Junge Künstler in den Fußstapfen großer Meister

Nicht wenige der zahlreichen Besucher staunten im Rahmen der Ausstellungseröffnung über die künstlerischen Fähigkeiten der Grundschüler. (Foto: Knoblich)
 
Emma Plünnecke (links) und Annika Röbbel beim zweistimmigen Flötenspiel „Der Kuckuck und der Esel“. (Foto: Knoblich)

Mädchen und Jungen der Grundschule an der Jahnstraße stellen bis 15. Juli Bilder im Städtischen Museum aus

Von Karsten Knoblich
Seesen

Das Foyer des Städtischen Museums platzte fast aus allen Nähten, als Marisa Kuckelkorn, Kunstpädagogin an der Grundschule Jahnstraße, hier eine Ausstellung mit Werken junger Künstler eröffnete. Viele Gäste – Schüler, Eltern und Kollegen der Jahnschule, Vertreter öffentlicher Einrichtungen sowie Bürgermeister Erik Homann mit seiner Familie – ließen es sich nicht nehmen, die Ausstellung gleich am Eröffnungstag zu besuchen. Für die Organisation zeichnete Marisa Kuckelkorn gemeinsam mit der pädagogischen Mitarbeiterin Chris Naujok verantwortlich.

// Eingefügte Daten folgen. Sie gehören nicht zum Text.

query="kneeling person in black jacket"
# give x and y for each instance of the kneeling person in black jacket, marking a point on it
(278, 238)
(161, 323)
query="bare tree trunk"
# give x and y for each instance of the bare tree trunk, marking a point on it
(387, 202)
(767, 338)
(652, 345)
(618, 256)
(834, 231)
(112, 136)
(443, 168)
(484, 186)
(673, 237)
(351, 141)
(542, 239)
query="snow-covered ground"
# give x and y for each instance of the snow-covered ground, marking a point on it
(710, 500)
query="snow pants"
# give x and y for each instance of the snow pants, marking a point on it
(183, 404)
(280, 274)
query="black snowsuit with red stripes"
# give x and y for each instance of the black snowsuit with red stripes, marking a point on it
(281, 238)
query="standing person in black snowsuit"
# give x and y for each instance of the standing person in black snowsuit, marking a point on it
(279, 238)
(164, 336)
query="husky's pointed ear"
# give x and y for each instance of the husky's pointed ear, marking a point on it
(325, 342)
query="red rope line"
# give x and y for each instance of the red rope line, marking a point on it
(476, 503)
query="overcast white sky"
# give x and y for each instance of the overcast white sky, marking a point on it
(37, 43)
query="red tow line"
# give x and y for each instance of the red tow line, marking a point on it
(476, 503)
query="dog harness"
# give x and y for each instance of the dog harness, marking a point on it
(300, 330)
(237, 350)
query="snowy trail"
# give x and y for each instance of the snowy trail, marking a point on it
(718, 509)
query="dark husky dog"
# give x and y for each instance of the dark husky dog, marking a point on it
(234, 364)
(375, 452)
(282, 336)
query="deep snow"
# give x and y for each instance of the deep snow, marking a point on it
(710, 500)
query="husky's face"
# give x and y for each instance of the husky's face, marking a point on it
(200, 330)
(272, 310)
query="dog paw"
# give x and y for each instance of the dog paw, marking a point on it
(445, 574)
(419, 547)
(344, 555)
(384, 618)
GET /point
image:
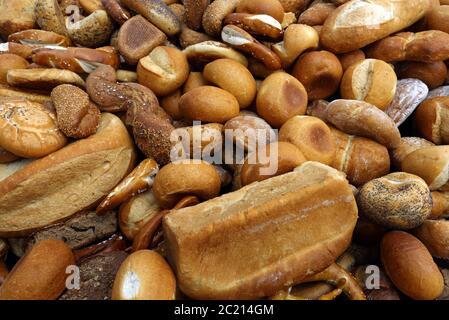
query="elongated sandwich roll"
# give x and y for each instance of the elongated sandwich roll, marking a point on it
(268, 235)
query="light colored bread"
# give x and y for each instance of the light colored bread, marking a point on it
(370, 80)
(409, 94)
(144, 275)
(75, 178)
(281, 97)
(363, 119)
(360, 158)
(356, 24)
(312, 136)
(164, 70)
(135, 212)
(435, 236)
(433, 74)
(234, 78)
(209, 104)
(438, 18)
(407, 146)
(320, 72)
(40, 274)
(425, 46)
(264, 237)
(410, 266)
(432, 120)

Zur Vernissage gehörte auch ein musikalischer Teil. Hier erfreute Emma Plünnecke zunächst mit einem Soloflötenspiel („Im Frühtau zu Berge“), um dann gemeinsam mit Annika Röbbel zweistimmig „Der Kuckuck und der Esel“ zu spielen und verdienten Applaus zu ernten. Außerdem stimmten die Erst- und Zweitklässler Elsa, Melissa, Chiara, Neele, Katharina, Tim und Anujan ein Sommerlied an und forderten die Gäste zum Mitsingen auf.

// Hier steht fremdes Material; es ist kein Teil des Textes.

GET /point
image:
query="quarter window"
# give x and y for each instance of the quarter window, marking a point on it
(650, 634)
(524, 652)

Anschließend präsentierte sich den Besuchern eine farbenfrohe, lebendige Bilderausstellung. Vorgaben, die an Maler wie Friedensreich Hundertwasser, Miró, Rosina Wachtmeister, Vaserely und Keith Haring erinnern, aber auch phantasievolle Werke ließen die Besucher staunen. Eindrucksvoll zeigte sich, mit welcher Begeisterung und Konzentration die jungen Künstler mit Pinsel und Farben umzugehen wissen.

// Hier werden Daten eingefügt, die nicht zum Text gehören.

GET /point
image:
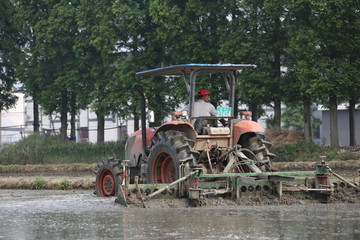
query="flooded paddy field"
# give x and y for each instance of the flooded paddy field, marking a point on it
(78, 214)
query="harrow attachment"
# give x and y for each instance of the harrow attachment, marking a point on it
(313, 186)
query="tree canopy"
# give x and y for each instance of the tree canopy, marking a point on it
(75, 54)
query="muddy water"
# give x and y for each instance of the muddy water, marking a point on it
(80, 215)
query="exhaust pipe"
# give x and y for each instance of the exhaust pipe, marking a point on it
(143, 121)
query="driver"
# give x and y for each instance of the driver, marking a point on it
(202, 107)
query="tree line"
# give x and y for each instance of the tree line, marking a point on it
(74, 54)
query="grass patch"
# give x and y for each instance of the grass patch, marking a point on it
(65, 184)
(48, 168)
(39, 182)
(37, 149)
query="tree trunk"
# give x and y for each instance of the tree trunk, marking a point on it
(72, 119)
(277, 114)
(36, 115)
(101, 128)
(307, 122)
(136, 121)
(236, 107)
(72, 126)
(334, 131)
(352, 124)
(63, 129)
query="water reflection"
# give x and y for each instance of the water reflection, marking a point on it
(49, 214)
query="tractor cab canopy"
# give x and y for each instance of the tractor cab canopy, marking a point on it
(191, 71)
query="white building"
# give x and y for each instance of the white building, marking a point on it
(17, 123)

Ausdauer und Geschicklichkeit werden schon zeitig geübt, die Ergebnisse zeigen es ganz deutlich. Ein weiteres Beispiel hierfür sind auch die Federzeichnungen. Daneben vermitteln farbenprächtige Mobiles sowie Laubsägearbeiten dem Betrachter, dass die Schüler es ebenso verstehen, mit Werkzeugen umzugehen. Andere Künstler stellten bereits angefangene Bilder fertig. Eine auffallend farblich abgestimmte Malerei zeigt das Bild mit Katzen und Sonne; es erinnert an Rosina Wachtmeister. Einige Viertklässler hatten sich mit dem jungen Künstler Keith Haring be­fasst. Auf den Punkt gebracht: Die Erstklässler zeigen mit ihren Bildern, was durch Formen und Farbgebungen gelingt.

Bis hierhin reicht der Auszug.